После этого дедушка пытался писать бодрые письма, а в больнице, чуя смерть, взял обещание с бабушки и мамы не вызывать меня на похороны, потому что это помешает мне сдать экзаменационную сессию.
А ему, наверное, так хотелось увидеть меня в те последние минуты.
И бабушка с мамой не вызвали меня. Они тоже робели перед ученостью. Я приехал уже не к живому дедушке, не к его гробу, а тогда, когда поросла его могила высокой июльской травой.
Обо всем этом хотелось мне поведать сосне. Но она и так уже все знала. Она далеко-далеко видела все вокруг — и вихрастые березники, и косые ложбины, и таящиеся за дальними угорами кочевья туч. И она успокаивала.
По немереной дороге тихо пошел я к деревне, заранее пугаясь: а вдруг она вовсе не такая, вдруг я не узнаю ее?
Да, деревни нет. Просто большой парк с высокими деревьями стоит в низине. Нет, вот я заметил житницу с серой соломенной крышей. Это та самая житница, из которой носил я в тот памятный приезд зерно, где отец мой парнем метал двухпудовку.
Вся улица в зелени. Еле разглядел я еще одну постройку. По купам кустов около бывших усадеб рассчитал — Ефросиньин дом.
Деревня неправдоподобно красива — вся в пене цветов. Мимо затравеневшего пруда выхожу на заплетенную муравой улицу. Желтеют купавницы, сладковатый аромат сирени мешается с острым запахом черемухи. А сколько тут яблонь! Яблони садил у нас в Коробове только дедушка. Значит, это еще от тех, его яблонь отростки. Я заметил — все деревья, и рябины, и сирени, которые были в полной крепости в пору моего детства, теперь высохли, обуглились под солнцем и стужей. Вокруг них, опираясь о старый ствол, будто о тычку, вяжется новый, полный задора и упругой силы подрост. Может, и мы так? Таков закон природы.

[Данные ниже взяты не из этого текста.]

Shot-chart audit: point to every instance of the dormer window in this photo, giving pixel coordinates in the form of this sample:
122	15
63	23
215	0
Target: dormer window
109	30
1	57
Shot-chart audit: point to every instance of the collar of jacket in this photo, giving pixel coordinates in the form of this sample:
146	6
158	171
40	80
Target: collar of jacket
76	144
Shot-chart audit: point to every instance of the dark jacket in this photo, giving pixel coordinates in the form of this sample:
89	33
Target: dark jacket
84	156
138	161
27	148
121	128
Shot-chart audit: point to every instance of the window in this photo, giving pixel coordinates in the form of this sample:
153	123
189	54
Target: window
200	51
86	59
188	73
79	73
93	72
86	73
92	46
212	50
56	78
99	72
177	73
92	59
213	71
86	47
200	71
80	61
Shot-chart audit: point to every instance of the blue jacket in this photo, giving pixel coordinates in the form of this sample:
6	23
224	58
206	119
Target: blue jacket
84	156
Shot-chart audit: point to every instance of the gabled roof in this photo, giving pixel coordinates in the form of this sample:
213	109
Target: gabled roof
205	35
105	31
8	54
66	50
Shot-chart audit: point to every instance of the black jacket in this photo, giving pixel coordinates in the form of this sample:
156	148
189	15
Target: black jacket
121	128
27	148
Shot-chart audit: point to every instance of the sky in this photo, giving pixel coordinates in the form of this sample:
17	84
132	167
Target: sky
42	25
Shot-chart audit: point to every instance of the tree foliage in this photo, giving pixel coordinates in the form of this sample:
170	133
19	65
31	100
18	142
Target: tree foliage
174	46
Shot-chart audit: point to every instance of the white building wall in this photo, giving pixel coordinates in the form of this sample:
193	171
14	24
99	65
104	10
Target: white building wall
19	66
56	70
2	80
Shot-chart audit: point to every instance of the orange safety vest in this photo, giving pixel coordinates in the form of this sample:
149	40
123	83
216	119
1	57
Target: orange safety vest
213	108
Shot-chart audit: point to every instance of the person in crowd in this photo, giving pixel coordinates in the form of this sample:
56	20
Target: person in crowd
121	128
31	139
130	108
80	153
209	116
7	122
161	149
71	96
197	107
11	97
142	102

И вдруг я замер. Белый до неба шатер. Это та самая старая высокая черемуха, что стояла у нашей бани. Жива, жива еще. И цветет. Крепкая, матерая. Правду ли говорят, что если посидишь под черемухой или рябиной, то сразу отпустит тебя болезнь и ты выздоровеешь? Не знаю, правда ли, но, посидев под этой, выздоровеешь определенно.
Около черемухи расползлась ежевика. Все, что росло здесь, осталось, может быть, двадцатым поколением, но осталось. Значит, где-то здесь была еще наша банька. Ведь ежевика гляделась в ее окошко.
Вдруг под моей ногой хрустнул песчаник. Да тут целая груда дикого полевого камня. От печки-каменки, догадался я. Значит, точно на этом месте была баня. Здесь меря́ла меня бабушка, усыпляя своим шепотом.
А здесь была наша одворица, дом. Здесь плодились, радовались и мучились мои предки.
От этих мыслей меня отвлек старушечий голос:
— Мати-та на-ас, мати-та нас… Гли, пинжачок-от порвал. Порвал ведь, салоник.
— Ничего не порвал. Это от гвоздя дырка, — ответил мальчишеский голос.